In an article for Leadership Journal, John Ortberg relays the story of the “Three Christs of Ypsilanti” from the book of the same name by Psychiatrist Milton Rokeach. Each man was suffering from delusions of grandeur. Each one believed himself to be the Messiah, the savior of humanity. Given how deeply these delusions were entrenched, Rokeach had very little success in helping his clients recognize reality.
But his efforts were not completely without success. Rokeach realized the most progress when he got the three men together. His hope was that each one, when confronted with the reality of a competing messiah, would be forced to reexamine his own identity. Ortberg notes:
This led to some interesting conversations. One would claim, "I'm the messiah, the Son of God.

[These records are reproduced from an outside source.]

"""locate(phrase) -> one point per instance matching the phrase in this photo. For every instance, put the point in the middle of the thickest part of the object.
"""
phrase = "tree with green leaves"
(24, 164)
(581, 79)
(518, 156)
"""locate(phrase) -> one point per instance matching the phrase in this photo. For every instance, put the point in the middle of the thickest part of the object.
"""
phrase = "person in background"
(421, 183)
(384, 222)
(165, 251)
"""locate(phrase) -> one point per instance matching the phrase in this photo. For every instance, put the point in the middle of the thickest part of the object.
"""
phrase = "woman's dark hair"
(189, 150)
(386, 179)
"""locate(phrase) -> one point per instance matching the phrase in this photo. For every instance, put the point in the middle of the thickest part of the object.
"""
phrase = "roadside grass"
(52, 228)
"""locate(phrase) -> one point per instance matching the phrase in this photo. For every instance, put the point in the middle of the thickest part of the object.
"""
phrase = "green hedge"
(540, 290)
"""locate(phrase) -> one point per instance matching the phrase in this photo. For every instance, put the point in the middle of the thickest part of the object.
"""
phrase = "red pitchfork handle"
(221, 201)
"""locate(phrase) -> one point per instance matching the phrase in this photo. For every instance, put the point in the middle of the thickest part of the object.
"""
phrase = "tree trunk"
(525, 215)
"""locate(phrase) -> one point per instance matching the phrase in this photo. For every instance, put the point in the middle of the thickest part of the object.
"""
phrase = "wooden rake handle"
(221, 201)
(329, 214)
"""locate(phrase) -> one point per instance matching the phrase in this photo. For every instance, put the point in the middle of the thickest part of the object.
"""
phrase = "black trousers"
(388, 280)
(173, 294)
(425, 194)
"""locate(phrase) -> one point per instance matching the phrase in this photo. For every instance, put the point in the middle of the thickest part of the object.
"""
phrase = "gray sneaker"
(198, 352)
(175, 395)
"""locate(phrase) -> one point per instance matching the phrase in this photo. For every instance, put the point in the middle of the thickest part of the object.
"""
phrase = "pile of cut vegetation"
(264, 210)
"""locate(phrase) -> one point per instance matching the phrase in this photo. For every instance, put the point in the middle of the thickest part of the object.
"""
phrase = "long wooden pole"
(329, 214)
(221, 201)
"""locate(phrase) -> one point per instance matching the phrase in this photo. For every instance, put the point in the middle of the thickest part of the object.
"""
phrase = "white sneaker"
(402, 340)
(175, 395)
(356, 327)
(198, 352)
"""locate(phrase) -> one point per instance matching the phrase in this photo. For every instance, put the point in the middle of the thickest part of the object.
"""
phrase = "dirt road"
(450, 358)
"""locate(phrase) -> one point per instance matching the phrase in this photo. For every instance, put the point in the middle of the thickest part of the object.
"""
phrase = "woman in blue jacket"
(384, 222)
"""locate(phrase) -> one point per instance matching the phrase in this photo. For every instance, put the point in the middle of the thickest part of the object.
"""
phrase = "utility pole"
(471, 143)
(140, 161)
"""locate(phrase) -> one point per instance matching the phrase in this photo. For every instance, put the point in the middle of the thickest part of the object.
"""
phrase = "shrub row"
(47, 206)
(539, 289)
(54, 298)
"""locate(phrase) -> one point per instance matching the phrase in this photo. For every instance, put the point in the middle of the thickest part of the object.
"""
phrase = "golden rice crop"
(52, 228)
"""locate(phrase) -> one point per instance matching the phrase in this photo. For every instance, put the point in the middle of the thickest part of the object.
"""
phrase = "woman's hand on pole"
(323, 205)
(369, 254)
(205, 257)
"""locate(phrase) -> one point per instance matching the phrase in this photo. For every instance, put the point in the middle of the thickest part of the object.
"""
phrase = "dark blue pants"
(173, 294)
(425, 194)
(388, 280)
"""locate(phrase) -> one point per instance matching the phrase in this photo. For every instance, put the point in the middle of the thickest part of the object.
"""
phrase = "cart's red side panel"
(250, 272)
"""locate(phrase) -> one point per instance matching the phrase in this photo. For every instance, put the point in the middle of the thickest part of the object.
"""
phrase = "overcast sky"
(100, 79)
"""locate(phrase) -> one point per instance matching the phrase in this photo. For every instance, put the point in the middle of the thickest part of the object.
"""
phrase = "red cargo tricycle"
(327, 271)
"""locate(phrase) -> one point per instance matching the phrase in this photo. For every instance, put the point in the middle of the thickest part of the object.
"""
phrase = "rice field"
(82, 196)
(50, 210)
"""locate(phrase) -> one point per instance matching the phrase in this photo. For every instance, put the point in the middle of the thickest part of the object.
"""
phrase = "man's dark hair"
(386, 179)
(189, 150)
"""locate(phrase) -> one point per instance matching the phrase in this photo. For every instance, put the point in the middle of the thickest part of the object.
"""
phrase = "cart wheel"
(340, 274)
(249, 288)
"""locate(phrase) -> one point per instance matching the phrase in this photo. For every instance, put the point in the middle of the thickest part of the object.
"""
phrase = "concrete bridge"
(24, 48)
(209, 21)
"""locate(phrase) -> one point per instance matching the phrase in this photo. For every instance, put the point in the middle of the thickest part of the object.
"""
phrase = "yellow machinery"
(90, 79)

I was sent here to save the earth."
"How do you know?" Rokeach would ask in response.
“God told me.”
But then one of the other patients would counter, "I never told you any such thing."
Even this particular strategy met with very limited success. But it did help. A competing claim to the identity of Christ at least gave each man reason to pause and rethink things.
It could be said that you and I suffer from the same affliction as the three Christs of Ypsilanti. It’s just a matter of degree. We are also capable of deluding ourselves to the point that we think should be in charge. We all make some veiled claim of messiahship.
And like the three men in the study, we are freed from any such false claim when confronted by the real thing. We can’t come into contact with God and continue to think that we ourselves are the ones in charge. God (mostly gently, sometimes not) relieves us of our blindness. Hopefully this will put us back in the position for which we are best suited. We can stop being the leaders and we can start being the followers. God has need of only one Messiah. And he has performed his job more than adequately. Now he’s looking for people to do what he did.
In this Sunday’s passage, we’re going to see how Jesus commissions his disciples to go out on their own missions. What’s important to note, though, is that they don’t have to reinvent the wheel. All they have to do is imitate Christ. The same goes for us.